Vous avez bien inutilement dérangé, ennuyé, troublé, «embêté», beaucoup de témoins qui n'avaient rien vu, de complices qui ne savaient rien ou ne voulaient rien dire, et auxquels vous avez donné deux fois le temps de brûler ou de mettre en sûreté les papiers, «pièces», etc., qui pouvaient les trahir.—Vous avez fait jaser des cochers, des passants et des portières—et, par une étourderie ou par un vertige étrange, vous avez oublié ou négligé les vrais coupables.
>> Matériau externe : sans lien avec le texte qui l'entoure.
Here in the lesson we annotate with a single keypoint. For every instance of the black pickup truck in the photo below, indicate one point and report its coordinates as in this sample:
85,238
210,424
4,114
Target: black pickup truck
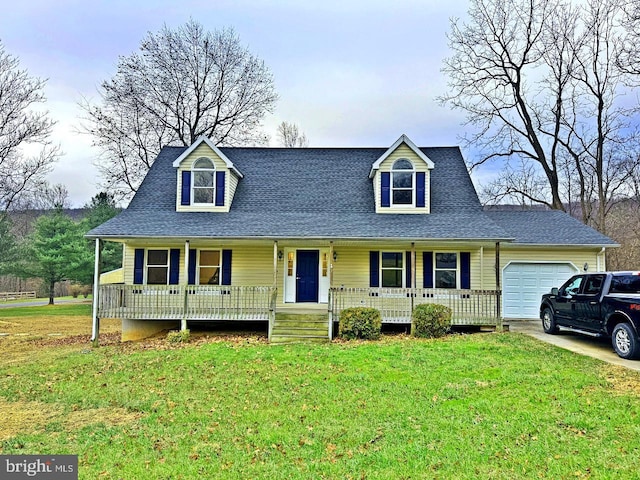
597,304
Je ne dirai pas les complices du brav'général, mais les vrais coupables; car c'est lui qui n'est que leur complice et qui n'a droit dans la répression qu'à un rang tout à fait subalterne.
Ces vrais coupables, je vais vous les révéler, vous les dénoncer; mais il est bien convenu que vous me laisserez tranquille à mes roses et à mon bateau.
Un de vos principaux chefs d'accusation contre le général Boulanger est la «tentative d'embauchage de l'armée».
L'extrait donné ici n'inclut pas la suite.